高主流湍流度下密度比对涡轮导叶全气膜冷却特性的影响

In order to study the effects of the secondary flow density ratio on the full film cooling characteristics of turbine guide vane with high mainstream turbulence, the film cooling effectiveness and heat transfer coefficient of a three-dimensional turbine guide vane model were measured using transient liquid crystal technique. The mainstream turbulence is 15% and the secondary flow density ratios are 1.0 and 1.5. The secondary flow mass flow rate ratios are 7.0% and 12.5%. The results show that the high density ratio decreases the momentum of film jets: in low mass flow rate ratio condition, the coolant with lower momentum on the leading edge and the first half of pressure side is easier to dissipate, which decreases the film cooling effectiveness; in high mass flow rate ratio condition, the decrease of secondary flow momentum enhances the attachment of coolant in the downstream of film holes, which increases the film cooling effectiveness and film coverage.

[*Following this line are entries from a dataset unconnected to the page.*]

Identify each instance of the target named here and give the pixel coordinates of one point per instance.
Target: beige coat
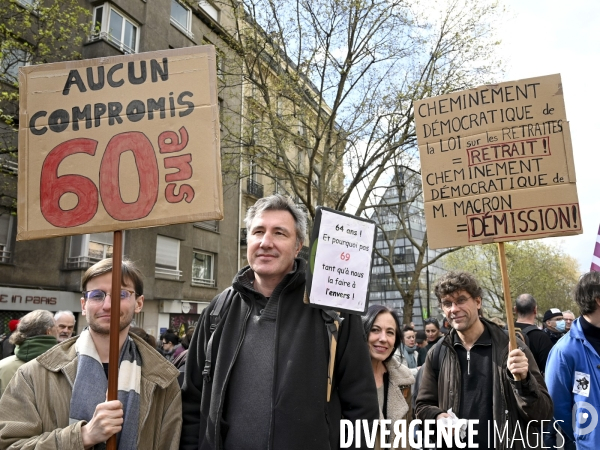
(34, 410)
(397, 407)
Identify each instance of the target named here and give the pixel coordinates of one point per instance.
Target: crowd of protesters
(259, 369)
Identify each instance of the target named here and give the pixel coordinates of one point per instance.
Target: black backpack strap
(439, 353)
(219, 310)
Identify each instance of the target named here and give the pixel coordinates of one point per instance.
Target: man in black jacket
(473, 376)
(264, 383)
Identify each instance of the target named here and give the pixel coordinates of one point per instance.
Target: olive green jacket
(30, 349)
(34, 410)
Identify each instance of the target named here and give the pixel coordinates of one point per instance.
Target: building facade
(399, 215)
(184, 265)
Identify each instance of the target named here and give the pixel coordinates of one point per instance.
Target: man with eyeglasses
(471, 372)
(59, 399)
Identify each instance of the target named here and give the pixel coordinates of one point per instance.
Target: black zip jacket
(510, 409)
(301, 417)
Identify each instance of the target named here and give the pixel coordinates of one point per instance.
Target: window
(112, 26)
(88, 249)
(6, 224)
(203, 269)
(253, 170)
(209, 9)
(167, 258)
(10, 61)
(220, 64)
(181, 17)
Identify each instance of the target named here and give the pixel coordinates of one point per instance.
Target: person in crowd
(58, 400)
(150, 339)
(472, 372)
(408, 352)
(265, 381)
(554, 324)
(8, 348)
(35, 333)
(433, 332)
(539, 342)
(66, 324)
(572, 371)
(569, 318)
(393, 380)
(170, 345)
(180, 360)
(421, 341)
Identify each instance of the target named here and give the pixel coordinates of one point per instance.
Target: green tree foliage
(535, 268)
(31, 32)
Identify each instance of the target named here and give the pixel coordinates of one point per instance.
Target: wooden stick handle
(115, 319)
(507, 301)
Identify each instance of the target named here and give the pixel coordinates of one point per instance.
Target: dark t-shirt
(476, 388)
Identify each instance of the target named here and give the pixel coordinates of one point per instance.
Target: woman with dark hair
(393, 380)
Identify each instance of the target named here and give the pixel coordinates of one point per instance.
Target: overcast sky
(546, 37)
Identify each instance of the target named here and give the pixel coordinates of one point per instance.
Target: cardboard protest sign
(340, 261)
(122, 142)
(497, 164)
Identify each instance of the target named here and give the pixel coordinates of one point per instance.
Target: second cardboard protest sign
(497, 164)
(117, 143)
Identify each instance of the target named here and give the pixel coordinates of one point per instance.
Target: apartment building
(265, 148)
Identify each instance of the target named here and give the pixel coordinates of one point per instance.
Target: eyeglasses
(98, 295)
(460, 301)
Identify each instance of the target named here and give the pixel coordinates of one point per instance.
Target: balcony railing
(163, 272)
(254, 188)
(103, 35)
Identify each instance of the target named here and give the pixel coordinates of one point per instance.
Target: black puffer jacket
(534, 402)
(301, 417)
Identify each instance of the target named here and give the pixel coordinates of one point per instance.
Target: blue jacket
(573, 353)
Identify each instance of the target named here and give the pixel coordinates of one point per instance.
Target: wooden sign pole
(507, 301)
(115, 320)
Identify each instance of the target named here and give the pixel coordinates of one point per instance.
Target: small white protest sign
(341, 253)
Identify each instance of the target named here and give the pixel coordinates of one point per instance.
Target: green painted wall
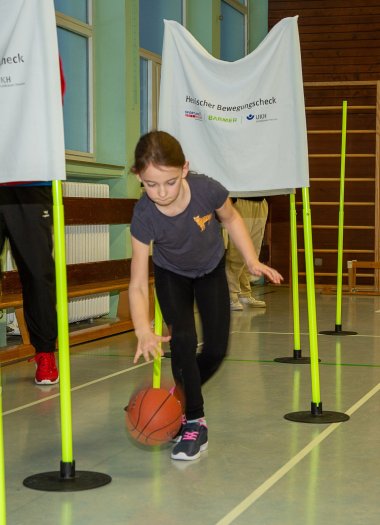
(202, 20)
(258, 22)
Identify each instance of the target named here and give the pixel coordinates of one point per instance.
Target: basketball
(153, 416)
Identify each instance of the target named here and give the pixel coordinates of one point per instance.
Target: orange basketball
(153, 416)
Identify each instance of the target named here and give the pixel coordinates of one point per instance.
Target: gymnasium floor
(260, 469)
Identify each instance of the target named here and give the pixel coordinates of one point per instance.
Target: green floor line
(328, 363)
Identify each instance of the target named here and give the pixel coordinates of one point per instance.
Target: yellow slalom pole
(296, 314)
(63, 324)
(338, 320)
(3, 518)
(158, 331)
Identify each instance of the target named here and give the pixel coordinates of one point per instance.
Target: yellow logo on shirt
(201, 221)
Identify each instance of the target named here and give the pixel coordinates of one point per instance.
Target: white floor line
(302, 333)
(280, 473)
(79, 387)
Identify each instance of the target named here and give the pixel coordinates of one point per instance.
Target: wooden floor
(260, 468)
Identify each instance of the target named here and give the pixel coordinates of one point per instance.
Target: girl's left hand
(259, 268)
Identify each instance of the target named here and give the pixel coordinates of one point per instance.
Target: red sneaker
(46, 372)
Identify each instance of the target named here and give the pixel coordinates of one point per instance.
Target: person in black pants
(181, 213)
(26, 220)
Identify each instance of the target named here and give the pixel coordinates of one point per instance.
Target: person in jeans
(26, 220)
(254, 211)
(181, 213)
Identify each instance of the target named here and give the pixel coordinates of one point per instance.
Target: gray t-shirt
(191, 242)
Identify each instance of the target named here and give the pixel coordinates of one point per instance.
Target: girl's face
(163, 184)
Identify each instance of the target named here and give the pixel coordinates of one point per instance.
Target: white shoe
(252, 302)
(236, 305)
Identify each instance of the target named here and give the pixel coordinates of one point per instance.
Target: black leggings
(176, 295)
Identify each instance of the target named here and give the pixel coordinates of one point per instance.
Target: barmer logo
(197, 115)
(226, 120)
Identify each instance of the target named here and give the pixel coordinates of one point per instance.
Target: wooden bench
(82, 279)
(352, 266)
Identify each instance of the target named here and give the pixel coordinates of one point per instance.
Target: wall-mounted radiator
(87, 244)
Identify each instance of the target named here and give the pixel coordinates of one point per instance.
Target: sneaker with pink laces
(193, 441)
(46, 369)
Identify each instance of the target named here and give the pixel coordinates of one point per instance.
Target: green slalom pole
(295, 293)
(63, 325)
(3, 518)
(312, 313)
(338, 316)
(338, 319)
(297, 354)
(158, 331)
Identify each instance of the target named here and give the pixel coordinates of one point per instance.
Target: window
(75, 48)
(233, 30)
(152, 15)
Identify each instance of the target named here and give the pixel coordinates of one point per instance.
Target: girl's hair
(157, 148)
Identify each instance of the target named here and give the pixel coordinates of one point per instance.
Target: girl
(181, 213)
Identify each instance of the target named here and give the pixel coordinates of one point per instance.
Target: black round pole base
(293, 360)
(297, 359)
(338, 331)
(317, 416)
(67, 480)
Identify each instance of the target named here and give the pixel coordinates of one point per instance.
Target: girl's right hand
(149, 345)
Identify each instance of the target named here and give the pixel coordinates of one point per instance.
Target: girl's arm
(148, 343)
(234, 224)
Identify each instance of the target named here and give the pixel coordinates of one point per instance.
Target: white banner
(242, 123)
(31, 121)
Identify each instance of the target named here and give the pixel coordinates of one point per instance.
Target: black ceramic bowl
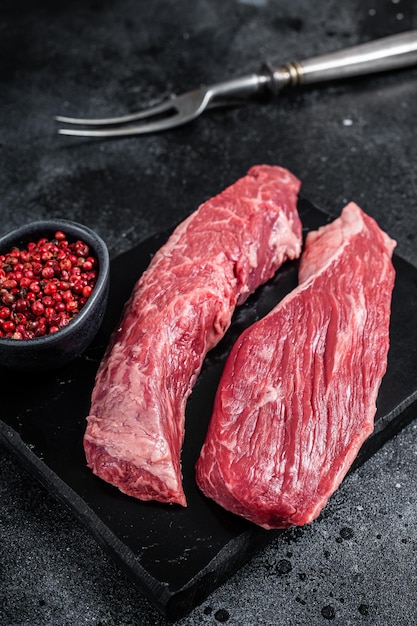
(54, 350)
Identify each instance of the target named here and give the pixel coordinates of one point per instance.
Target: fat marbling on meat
(297, 397)
(179, 309)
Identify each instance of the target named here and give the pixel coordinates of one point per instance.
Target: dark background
(347, 141)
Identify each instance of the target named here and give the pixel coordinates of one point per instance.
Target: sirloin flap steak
(179, 309)
(297, 397)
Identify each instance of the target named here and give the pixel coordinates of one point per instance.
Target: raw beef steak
(179, 309)
(297, 397)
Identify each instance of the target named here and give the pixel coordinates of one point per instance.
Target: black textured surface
(176, 555)
(346, 141)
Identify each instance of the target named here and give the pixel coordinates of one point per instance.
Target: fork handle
(384, 54)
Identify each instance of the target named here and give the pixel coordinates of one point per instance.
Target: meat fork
(388, 53)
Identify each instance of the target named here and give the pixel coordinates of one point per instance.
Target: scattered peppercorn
(44, 286)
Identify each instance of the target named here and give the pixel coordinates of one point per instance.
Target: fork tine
(164, 107)
(141, 129)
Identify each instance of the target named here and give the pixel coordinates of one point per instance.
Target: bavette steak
(179, 309)
(297, 397)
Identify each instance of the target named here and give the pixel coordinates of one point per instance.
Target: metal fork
(388, 53)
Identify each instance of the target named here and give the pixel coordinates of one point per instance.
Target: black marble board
(177, 556)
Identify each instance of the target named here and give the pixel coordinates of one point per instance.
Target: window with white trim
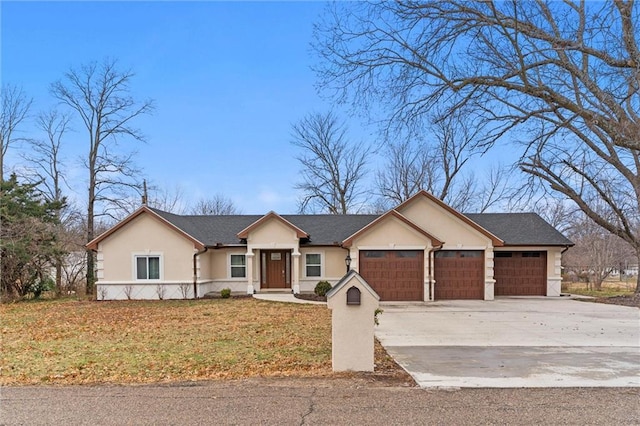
(313, 263)
(148, 267)
(238, 265)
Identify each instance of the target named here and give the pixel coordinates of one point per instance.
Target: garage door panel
(459, 274)
(520, 273)
(394, 275)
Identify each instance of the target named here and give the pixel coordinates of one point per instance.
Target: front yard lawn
(73, 342)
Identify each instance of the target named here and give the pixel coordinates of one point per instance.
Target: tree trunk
(638, 276)
(90, 257)
(58, 277)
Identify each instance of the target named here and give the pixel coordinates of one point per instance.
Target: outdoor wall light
(347, 261)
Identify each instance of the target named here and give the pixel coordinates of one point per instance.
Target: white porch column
(295, 275)
(249, 269)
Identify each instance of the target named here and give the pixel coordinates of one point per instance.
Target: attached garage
(396, 275)
(459, 274)
(520, 273)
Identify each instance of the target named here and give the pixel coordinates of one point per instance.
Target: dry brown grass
(72, 342)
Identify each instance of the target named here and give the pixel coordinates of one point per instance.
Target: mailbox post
(353, 304)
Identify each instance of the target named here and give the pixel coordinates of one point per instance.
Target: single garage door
(394, 274)
(520, 273)
(459, 274)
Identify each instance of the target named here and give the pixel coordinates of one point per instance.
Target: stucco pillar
(427, 276)
(353, 304)
(489, 281)
(249, 269)
(554, 279)
(355, 259)
(295, 275)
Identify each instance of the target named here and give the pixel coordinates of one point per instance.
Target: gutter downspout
(431, 281)
(195, 271)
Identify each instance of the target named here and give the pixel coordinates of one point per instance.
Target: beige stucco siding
(443, 225)
(273, 233)
(146, 235)
(219, 262)
(391, 233)
(333, 266)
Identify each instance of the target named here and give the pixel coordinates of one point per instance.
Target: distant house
(421, 250)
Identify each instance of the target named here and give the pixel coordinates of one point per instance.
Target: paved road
(313, 402)
(514, 342)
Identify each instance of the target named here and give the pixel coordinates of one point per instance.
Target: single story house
(422, 250)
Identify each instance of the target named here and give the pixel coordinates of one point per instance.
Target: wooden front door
(275, 268)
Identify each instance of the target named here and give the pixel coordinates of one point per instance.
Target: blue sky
(228, 80)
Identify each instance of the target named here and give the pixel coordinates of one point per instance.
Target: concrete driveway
(514, 342)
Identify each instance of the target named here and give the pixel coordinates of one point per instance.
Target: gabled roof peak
(271, 215)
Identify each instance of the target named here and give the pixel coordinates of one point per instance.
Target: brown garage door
(459, 274)
(520, 273)
(394, 274)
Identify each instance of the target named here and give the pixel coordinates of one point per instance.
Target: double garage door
(398, 275)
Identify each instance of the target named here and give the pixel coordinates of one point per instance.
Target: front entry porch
(277, 270)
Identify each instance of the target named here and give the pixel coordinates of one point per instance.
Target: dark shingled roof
(520, 229)
(322, 229)
(512, 228)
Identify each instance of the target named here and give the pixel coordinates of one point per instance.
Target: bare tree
(15, 107)
(46, 161)
(169, 199)
(99, 95)
(332, 167)
(597, 253)
(563, 78)
(217, 205)
(410, 167)
(440, 165)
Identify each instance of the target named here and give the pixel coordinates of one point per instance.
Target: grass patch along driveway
(72, 342)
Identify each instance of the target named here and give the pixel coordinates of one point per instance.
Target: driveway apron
(514, 342)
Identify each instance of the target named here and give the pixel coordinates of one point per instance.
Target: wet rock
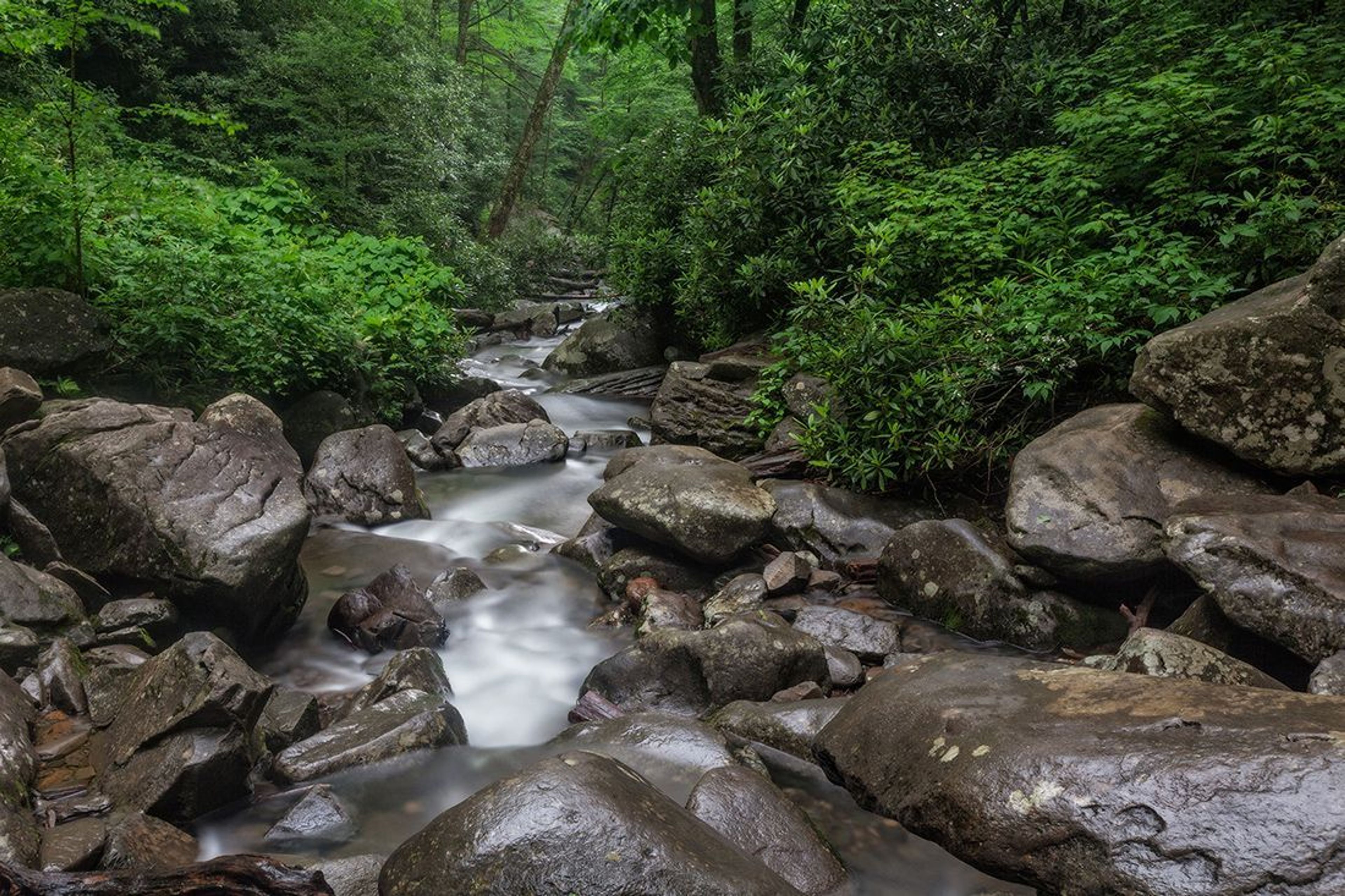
(208, 514)
(61, 679)
(834, 524)
(615, 835)
(692, 672)
(664, 609)
(354, 875)
(1276, 565)
(315, 418)
(752, 814)
(606, 439)
(693, 502)
(845, 668)
(1090, 498)
(1329, 676)
(144, 843)
(514, 446)
(389, 613)
(454, 586)
(861, 634)
(364, 477)
(21, 396)
(693, 408)
(743, 594)
(496, 409)
(421, 452)
(787, 574)
(288, 717)
(1152, 652)
(184, 776)
(670, 572)
(319, 819)
(1261, 376)
(77, 845)
(416, 669)
(1191, 789)
(37, 600)
(407, 722)
(50, 332)
(607, 343)
(950, 572)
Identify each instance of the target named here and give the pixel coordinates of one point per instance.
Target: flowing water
(518, 654)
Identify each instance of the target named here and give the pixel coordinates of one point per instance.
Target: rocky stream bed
(580, 630)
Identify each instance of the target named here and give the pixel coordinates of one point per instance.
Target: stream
(518, 653)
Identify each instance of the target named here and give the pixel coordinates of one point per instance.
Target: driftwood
(232, 875)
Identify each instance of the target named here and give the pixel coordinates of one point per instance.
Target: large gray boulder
(50, 332)
(1093, 782)
(750, 657)
(208, 514)
(607, 343)
(1274, 564)
(836, 524)
(1263, 376)
(950, 572)
(695, 407)
(536, 442)
(578, 824)
(365, 477)
(685, 498)
(1089, 500)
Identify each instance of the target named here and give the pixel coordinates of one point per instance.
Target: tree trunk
(743, 14)
(534, 126)
(705, 57)
(464, 25)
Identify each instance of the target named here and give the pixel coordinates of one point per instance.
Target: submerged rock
(1263, 376)
(365, 477)
(1093, 782)
(1089, 500)
(208, 514)
(573, 825)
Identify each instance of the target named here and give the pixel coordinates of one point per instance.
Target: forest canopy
(965, 216)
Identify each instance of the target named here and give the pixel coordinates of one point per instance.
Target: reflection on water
(518, 654)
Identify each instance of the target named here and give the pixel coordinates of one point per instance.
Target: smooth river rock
(1099, 784)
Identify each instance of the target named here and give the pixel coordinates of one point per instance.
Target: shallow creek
(518, 653)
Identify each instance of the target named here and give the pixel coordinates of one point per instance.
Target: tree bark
(233, 875)
(705, 57)
(534, 126)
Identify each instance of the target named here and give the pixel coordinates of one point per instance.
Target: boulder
(21, 396)
(790, 728)
(1089, 500)
(514, 446)
(695, 408)
(496, 409)
(208, 514)
(1263, 376)
(752, 814)
(748, 657)
(404, 723)
(1274, 564)
(315, 418)
(578, 824)
(697, 503)
(1093, 782)
(50, 332)
(607, 343)
(365, 477)
(1153, 652)
(950, 572)
(834, 524)
(389, 613)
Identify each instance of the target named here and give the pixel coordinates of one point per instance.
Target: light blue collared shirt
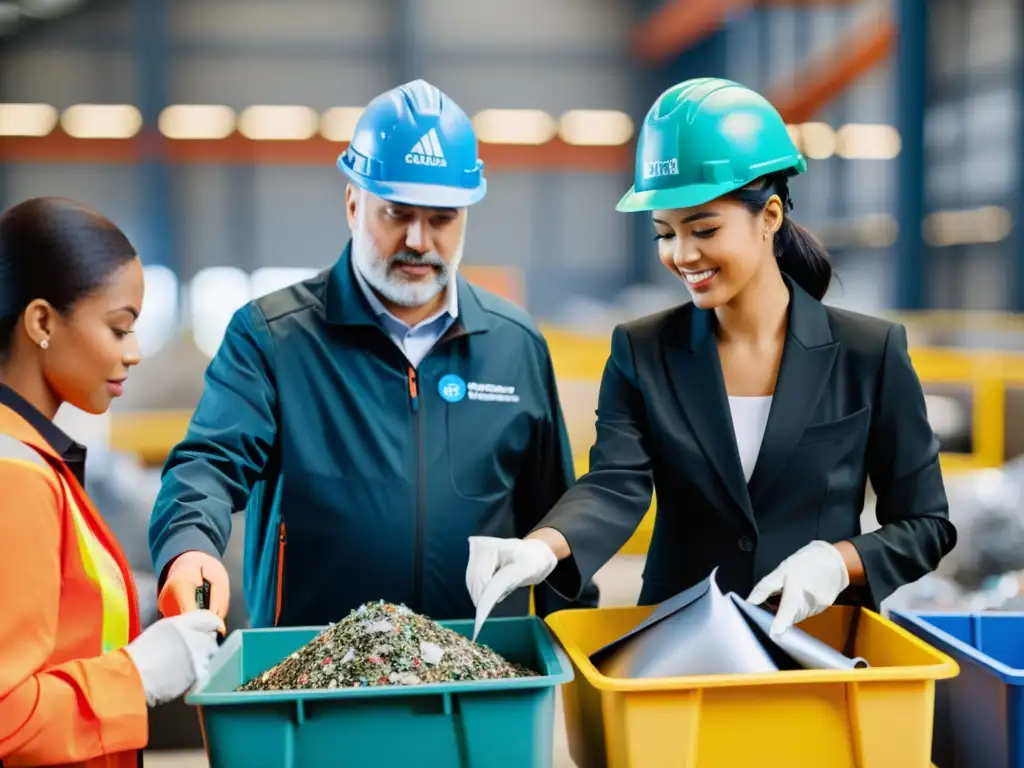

In low mass flow rate ratio condition, the effect of the high secondary flow density ratio on the heat transfer of vane is insignificant; in high mass flow rate ratio condition, the increase of secondary flow density ratio decreases the average heat transfer coefficient ratio in the middle chord region of suction side and the second half of pressure side by 15% and 25%, respectively.